Domain of life whose cells have nuclei

The eukaryotes (/juːˈkærioʊts, -əts/) are cellular organisms of the domain Eukaryota or Eukarya, which have a distinct cell nucleus (formed by a nuclear membrane), membrane-bound organelles and organization supported by a cytoskeleton. Extant eukaryotes are traditionally grouped into four kingdoms: animals, plants, fungi and protists.

"Protists" are a basal paraphyletic group that includes all algae, amoebae, flagellates and ciliates; however, this is now considered a wastebasket taxon and has been replaced with newer classifications that better represent the phylogeny of these organisms.

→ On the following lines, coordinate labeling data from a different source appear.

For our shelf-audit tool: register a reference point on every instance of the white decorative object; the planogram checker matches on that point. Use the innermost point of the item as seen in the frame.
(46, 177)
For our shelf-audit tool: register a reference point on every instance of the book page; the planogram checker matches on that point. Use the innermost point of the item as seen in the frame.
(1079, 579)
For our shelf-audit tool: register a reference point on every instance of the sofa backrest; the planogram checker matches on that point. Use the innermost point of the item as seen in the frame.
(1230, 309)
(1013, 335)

As part of the prevailing three-domain system, eukaryotes constitute a major group of organisms alongside the two domains of prokaryotes: Bacteria and Archaea.

Cladistically, eukaryotes emerged within the archaeal phylum Promethearchaeota, colloquially also known as "Asgard archaea". Ignoring mitochondrial DNA (which comes from a bacterial lineage rather than an archaeal one), this would imply only two domains of life, Bacteria and Archaea, with eukaryotes incorporated as a clade under the Archaea.

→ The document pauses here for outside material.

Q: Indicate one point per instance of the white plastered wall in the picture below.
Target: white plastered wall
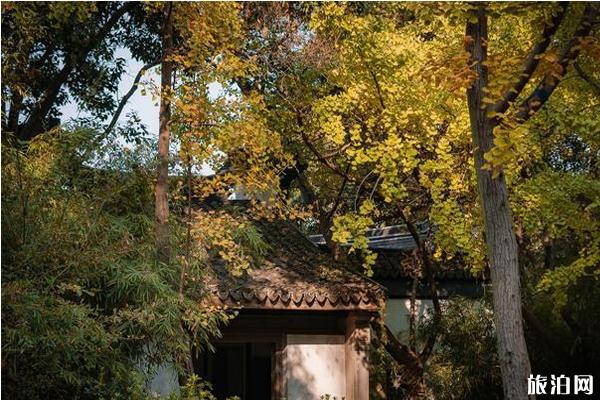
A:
(315, 365)
(397, 315)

Eukaryotes first emerged during the Paleoproterozoic, and the leading evolutionary theory is that they were the result of a metabolically mutualistic symbiogenesis between an anaerobic Promethearchaeota archaeon and an endosymbiont aerobic alphaproteobacterium (i.e. proto-mitochondrion) in response to the oxidative stress following the Great Oxygenation Event. A second symbiogenetic event between an eukaryotic host (a protist) and a beta-cyanobacteria endosymbiont during the Mesoproterozoic led to the latter becoming chloroplasts, and resulted in the evolution of the photosynthetic clade Archaeplastida, which includes all green algae, red algae, glaucophytes and land plants.

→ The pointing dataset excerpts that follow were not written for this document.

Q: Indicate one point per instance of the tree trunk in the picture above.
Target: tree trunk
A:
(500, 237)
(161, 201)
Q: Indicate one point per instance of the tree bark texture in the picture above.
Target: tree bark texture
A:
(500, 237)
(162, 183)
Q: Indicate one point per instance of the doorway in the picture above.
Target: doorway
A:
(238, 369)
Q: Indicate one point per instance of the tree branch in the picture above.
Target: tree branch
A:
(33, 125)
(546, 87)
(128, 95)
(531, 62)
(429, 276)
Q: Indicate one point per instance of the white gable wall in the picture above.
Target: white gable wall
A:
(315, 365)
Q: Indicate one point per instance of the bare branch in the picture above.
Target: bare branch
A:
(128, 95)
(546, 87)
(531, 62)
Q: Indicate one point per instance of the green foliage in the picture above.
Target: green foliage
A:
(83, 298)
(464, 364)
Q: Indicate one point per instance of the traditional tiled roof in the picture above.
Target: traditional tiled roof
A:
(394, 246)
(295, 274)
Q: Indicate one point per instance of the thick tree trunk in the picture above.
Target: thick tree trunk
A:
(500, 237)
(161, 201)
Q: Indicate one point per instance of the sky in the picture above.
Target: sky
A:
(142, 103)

Eukaryotes can be unicellular or multicellular, and their cell sizes are significantly (hundreds of times) larger than prokaryotes. They have biomembranes enclosing their nucleus and organelles such as the endoplasmic reticulum, Golgi apparatus, ribosome, vacuole and lysosome, as well as endosymbiont-derived organelles (which are bound by two or more layers of membrane) such as mitochondria and various plastids. Eukaryotes can reproduce both asexually through mitosis, and sexually through meiosis and gamete fusion (fertilization). Due to their larger size and more complex cellular architecture, eukaryotes are capable of morphogenesis and phagocytosis, which enables microscopic predation of other unicellular organisms. Multicellularity in some eukaryotes led to cell differentiation and functional specialization, which led to the formation of various organs and tissues and the development of organ systems. Eukaryotes represent only a small minority of the total number of organisms on Earth, but due to their generally much larger sizes, their collective global biomass is much greater than that of prokaryotes.

== Etymology ==
The word eukaryote is derived from the Greek words "eu" (εὖ) meaning "true" or "good" and "karyon" (κάρυον) meaning "nut" or "kernel", referring to the nucleus of a cell.

== Diversity ==

Eukaryotes are organisms that range from microscopic single cells, such as picozoans under 3 micrometers across, to animals like the blue whale, weighing up to 190 tonnes and measuring up to 33.6 meter long, or plants like the coast redwood, up to 120 meter tall. Many eukaryotes are unicellular; the informal grouping called protists includes many of these, with some multicellular forms like the giant kelp up to 200 ft long. The multicellular eukaryotes include the animals, plants, and fungi, but again, these groups too contain many unicellular species. Eukaryotic cells are typically much larger than those of prokaryotes—the bacteria and the archaea—having a volume of around 10,000 times greater. Eukaryotes represent a small minority of the number of organisms, but, as many of them are much larger, their collective global biomass (468 gigatons) is far larger than that of prokaryotes (77 gigatons), with plants alone accounting for over 81% of the total biomass of Earth.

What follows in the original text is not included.